Suurballe's algorithm

Definitions

Find shortest path P1
Recalculate the edge weith by w′(u,v) = w(u,v) − d(s,v) + d(s,u)
Create a residual graph Gt formed from G by removing the edges of G on path P1 (leave a reserve zero path)
Find the shortest path P2 in the residual graph Gt
Discard the reversed edges of P2 from both paths

The remaining edges of P1 and P2 form a subgraph have no common edges.
Return the two disjoint paths from the subgraph.

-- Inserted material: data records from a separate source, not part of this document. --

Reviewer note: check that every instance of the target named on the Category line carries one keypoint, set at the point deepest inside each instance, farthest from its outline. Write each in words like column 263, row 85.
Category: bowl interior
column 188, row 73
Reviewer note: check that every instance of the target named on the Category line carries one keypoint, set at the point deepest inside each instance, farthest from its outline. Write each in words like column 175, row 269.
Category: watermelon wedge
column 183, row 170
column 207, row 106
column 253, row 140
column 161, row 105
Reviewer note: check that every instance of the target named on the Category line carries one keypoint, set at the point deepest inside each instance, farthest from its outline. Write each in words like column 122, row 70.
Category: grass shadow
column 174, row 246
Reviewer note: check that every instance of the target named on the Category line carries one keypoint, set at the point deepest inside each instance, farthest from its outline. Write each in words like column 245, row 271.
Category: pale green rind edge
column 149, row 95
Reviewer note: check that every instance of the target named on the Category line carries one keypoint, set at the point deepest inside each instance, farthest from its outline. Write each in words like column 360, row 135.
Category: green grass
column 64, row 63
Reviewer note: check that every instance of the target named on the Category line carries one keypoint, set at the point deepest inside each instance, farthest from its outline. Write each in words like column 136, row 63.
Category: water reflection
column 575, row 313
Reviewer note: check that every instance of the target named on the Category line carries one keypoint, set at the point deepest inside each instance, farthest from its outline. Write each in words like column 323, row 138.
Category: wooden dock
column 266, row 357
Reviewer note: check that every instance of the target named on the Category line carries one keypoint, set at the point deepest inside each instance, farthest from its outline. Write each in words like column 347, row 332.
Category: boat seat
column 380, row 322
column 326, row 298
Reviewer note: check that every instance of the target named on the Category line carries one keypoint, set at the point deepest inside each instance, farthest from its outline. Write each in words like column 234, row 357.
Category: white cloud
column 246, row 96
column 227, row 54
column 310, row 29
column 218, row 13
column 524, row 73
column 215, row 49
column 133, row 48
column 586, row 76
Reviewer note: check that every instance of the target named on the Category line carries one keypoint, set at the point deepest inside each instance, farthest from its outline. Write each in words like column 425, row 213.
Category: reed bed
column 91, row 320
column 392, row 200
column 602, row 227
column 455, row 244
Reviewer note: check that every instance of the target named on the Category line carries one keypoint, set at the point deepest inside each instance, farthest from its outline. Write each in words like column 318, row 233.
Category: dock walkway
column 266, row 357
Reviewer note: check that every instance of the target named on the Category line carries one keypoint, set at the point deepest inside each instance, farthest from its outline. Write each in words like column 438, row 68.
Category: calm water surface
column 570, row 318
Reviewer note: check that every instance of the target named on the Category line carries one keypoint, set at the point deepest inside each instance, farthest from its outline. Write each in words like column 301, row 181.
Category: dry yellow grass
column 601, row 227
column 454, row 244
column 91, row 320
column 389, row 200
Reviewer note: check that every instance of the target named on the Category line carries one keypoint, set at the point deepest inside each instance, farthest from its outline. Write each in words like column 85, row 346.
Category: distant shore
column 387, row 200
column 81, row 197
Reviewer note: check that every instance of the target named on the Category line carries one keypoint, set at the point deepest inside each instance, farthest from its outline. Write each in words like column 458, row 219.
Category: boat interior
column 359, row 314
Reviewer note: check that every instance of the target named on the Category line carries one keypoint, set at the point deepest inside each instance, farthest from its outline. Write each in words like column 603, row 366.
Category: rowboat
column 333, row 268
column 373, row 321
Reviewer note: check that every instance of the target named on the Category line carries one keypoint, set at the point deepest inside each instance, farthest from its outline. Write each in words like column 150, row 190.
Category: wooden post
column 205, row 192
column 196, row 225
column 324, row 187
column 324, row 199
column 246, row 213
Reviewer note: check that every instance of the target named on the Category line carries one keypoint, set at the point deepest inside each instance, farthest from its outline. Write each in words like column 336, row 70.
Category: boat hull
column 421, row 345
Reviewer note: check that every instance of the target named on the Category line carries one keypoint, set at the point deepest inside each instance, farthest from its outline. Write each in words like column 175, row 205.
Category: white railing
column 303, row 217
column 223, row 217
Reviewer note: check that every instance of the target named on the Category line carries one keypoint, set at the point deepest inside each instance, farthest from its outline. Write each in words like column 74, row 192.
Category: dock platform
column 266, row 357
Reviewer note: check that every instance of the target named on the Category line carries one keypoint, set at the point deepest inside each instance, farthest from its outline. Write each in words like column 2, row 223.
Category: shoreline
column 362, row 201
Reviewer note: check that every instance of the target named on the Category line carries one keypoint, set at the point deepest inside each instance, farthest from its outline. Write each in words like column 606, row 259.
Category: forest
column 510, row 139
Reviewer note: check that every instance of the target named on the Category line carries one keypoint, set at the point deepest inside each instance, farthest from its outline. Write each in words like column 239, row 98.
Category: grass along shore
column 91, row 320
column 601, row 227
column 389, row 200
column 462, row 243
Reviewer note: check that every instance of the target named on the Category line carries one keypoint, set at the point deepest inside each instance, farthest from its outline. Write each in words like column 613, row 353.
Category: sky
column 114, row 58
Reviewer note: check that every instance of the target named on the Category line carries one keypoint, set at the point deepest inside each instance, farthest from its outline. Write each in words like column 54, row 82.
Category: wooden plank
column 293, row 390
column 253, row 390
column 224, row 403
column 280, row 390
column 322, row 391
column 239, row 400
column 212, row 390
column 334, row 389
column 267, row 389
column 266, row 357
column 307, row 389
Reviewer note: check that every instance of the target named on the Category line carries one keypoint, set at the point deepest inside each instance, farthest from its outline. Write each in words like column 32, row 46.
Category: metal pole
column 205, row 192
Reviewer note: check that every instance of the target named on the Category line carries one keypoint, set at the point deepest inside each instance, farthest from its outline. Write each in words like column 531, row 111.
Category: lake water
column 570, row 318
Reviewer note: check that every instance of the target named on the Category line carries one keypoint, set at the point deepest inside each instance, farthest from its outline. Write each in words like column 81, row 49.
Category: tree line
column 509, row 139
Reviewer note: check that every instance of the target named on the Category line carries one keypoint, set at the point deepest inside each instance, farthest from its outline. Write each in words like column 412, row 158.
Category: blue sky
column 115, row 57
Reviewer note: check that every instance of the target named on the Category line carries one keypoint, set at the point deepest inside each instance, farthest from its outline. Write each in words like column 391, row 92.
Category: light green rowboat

Figure A illustrates a weighted graph G.
Figure B calculates the shortest path P1 from A to F (A–B–D–F).
Figure C illustrates the shortest path tree T rooted at A, and the computed distances from A to every vertex (u).
Figure D shows the residual graph Gt with the updated cost of each edge and the edges of path ‘P1 reversed.
Figure E calculates path P2 in the residual graph Gt (A–C–D–B–E–F).
Figure F illustrates both path P1 and path P2.
Figure G finds the shortest pair of disjoint paths
Combining the edges of paths P1 and P2 and then discarding the common reversed edges between both paths (B–D).
As a result, we get the two shortest pair of disjoint paths (A–B–E–F) and (A–C–D–F).